The startup was part of the inaugural TechStars Impact class of 2018, according to Forbes.

Based in Autin, Texas, TechStars is an accelerator that hosts three-month programs for global tech startups that are focused on addressing a social or environmental problem.

Nigerian healthtech firm on a mission

MDaaS was created to address the lack of high-quality, affordable diagnostic services available for low and middle-income sub-Saharan Africans, IAfrikan reports.

Oluwasoga Oni’s father was a doctor at a small hospital in Nigeria and seeing the bad state of healthcare and his father’s struggle with broken equipment motivated the startup’s CEO to improve access for all people regardless of income level.

Health services are unaffordable for most Nigerians, and expensive out-of-pocket costs discourage patients from visiting or making use of them.

MDaas says it is able to offer more affordable services than the current healthcare system by introducing software, designing its centers more efficiently, investing heavily in an integrated supply chain, and sharing resources across locations, Medium reports.

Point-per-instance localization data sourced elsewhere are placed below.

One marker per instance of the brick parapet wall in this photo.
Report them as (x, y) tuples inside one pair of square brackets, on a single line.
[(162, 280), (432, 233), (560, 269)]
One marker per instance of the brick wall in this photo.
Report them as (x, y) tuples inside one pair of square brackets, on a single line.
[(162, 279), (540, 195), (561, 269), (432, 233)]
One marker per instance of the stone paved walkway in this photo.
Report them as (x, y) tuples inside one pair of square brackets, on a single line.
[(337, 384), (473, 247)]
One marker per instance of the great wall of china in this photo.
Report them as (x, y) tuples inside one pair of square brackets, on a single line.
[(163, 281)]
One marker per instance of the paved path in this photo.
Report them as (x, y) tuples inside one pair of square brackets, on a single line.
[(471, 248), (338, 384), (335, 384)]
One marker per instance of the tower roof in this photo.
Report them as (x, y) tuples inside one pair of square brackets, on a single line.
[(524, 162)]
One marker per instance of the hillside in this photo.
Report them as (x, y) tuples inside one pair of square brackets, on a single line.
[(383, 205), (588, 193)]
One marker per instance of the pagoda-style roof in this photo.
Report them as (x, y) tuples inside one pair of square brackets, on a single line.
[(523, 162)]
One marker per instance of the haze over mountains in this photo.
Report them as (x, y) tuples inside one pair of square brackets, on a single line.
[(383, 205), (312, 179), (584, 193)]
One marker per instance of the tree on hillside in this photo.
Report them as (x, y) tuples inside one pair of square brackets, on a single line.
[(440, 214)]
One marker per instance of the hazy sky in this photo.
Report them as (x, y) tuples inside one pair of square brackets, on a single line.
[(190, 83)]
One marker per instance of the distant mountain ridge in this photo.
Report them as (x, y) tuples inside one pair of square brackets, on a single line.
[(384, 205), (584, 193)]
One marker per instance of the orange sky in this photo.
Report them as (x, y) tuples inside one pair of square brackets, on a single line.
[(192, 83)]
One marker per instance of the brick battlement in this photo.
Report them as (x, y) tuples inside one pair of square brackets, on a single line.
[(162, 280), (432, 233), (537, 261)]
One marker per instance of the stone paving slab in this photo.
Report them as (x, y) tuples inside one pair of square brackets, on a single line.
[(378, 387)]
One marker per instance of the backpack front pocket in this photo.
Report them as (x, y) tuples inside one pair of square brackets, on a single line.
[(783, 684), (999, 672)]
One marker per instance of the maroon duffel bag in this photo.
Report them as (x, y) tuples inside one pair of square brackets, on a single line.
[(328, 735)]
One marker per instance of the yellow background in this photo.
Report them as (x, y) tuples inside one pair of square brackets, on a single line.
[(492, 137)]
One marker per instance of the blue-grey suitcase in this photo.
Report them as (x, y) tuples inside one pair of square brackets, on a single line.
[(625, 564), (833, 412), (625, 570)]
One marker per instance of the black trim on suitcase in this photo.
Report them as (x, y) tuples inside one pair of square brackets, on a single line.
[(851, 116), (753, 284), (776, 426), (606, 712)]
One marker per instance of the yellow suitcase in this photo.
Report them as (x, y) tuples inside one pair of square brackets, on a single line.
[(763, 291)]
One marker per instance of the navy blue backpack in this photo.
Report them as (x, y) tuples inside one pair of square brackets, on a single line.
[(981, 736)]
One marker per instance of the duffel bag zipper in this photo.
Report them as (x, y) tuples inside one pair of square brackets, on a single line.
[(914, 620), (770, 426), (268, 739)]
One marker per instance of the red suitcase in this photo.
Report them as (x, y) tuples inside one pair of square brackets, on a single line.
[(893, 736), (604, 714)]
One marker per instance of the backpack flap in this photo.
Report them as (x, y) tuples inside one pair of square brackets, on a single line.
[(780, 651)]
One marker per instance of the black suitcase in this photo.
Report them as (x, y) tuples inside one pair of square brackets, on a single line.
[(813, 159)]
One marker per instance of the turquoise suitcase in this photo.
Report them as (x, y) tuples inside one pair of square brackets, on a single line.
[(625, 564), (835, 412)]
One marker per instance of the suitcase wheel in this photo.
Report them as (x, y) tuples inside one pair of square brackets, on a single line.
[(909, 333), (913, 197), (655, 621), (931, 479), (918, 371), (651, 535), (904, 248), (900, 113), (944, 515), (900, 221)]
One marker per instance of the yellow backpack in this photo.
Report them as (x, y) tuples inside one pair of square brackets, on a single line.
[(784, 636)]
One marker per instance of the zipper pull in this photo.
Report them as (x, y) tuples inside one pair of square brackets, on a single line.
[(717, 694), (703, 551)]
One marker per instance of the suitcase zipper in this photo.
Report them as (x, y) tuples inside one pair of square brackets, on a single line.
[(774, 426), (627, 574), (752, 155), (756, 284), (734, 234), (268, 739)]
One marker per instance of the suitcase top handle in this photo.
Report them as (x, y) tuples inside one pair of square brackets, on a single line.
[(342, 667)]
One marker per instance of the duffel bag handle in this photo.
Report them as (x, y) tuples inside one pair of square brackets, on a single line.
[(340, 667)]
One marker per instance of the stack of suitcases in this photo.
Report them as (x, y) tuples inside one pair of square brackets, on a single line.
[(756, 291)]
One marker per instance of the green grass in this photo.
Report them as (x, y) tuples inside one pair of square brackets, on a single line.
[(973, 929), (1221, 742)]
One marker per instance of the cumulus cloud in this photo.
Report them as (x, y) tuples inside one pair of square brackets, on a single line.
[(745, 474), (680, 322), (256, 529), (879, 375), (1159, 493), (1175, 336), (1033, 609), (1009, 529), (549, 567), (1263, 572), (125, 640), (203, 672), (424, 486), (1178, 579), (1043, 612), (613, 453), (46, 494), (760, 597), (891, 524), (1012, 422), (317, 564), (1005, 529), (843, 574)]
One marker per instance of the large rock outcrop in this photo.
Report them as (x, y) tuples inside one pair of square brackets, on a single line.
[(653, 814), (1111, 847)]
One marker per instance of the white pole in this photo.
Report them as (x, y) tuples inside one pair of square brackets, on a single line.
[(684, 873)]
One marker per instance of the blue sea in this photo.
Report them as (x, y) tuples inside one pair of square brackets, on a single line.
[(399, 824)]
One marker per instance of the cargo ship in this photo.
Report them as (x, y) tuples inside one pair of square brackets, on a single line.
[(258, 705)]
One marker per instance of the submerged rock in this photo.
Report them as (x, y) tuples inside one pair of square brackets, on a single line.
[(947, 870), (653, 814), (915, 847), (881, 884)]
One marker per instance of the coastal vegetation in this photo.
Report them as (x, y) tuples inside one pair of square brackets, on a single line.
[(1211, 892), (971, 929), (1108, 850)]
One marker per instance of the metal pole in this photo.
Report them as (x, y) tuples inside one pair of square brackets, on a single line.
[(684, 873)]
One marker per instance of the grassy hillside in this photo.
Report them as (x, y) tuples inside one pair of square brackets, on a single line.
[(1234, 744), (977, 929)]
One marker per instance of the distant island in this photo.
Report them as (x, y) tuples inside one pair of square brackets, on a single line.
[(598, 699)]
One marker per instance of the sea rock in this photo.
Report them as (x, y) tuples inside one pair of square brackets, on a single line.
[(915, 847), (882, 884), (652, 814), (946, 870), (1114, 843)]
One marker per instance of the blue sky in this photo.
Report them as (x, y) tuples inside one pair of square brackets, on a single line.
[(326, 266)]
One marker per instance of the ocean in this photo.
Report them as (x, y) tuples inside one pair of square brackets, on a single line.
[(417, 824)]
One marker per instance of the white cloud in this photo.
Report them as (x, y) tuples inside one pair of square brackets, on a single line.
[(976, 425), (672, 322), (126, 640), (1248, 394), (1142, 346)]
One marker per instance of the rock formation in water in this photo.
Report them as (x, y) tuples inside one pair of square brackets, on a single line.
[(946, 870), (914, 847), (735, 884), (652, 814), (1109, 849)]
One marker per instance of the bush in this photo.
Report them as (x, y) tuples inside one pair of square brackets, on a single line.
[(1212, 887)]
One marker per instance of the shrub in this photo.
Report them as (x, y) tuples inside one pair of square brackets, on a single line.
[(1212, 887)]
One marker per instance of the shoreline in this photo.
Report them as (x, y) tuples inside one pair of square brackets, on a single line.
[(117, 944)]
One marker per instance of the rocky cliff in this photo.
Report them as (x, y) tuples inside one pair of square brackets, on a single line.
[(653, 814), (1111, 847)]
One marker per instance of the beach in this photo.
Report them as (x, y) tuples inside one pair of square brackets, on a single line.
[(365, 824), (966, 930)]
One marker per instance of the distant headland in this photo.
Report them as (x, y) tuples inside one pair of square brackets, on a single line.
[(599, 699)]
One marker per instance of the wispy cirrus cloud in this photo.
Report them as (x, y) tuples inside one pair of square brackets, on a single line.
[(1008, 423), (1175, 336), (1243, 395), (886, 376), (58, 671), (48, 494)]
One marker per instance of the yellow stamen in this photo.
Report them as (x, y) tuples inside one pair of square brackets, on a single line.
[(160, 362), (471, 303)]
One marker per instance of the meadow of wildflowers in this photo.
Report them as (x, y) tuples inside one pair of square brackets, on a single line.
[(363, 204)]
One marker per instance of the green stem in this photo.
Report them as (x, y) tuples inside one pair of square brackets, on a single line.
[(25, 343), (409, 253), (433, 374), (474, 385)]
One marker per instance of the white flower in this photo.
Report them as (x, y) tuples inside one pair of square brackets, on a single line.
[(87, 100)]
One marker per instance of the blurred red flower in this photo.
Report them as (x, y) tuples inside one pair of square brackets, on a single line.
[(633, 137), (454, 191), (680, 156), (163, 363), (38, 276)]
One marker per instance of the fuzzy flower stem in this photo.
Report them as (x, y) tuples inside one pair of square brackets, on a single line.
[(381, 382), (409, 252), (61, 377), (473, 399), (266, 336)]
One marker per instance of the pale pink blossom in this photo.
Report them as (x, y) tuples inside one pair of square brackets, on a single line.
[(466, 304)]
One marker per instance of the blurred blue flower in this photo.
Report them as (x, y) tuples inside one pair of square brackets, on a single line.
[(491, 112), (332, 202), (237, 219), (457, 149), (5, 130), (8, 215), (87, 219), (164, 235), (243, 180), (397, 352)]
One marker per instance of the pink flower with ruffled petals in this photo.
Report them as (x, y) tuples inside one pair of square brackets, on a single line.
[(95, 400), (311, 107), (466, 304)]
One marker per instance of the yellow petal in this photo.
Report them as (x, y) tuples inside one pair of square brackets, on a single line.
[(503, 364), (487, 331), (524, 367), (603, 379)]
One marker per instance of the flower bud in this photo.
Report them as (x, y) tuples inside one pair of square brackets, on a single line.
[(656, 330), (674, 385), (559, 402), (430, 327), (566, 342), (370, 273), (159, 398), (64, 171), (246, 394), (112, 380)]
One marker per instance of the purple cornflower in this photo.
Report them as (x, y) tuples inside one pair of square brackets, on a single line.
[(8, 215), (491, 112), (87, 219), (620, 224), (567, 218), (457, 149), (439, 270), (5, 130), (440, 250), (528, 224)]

MDaaS plans to use the funding to scale its diagnostic center business model. The firm has just one diagnostic center in Ibadan which has served more than 9,000 patients, according to Ventureburn.

The company expects to open 100 additional centers in Nigeria and West Africa over the next five years by partnering with and bolstering poorly-equipped hospitals and clinics with state-of-the-art technology, AltAfrica reports.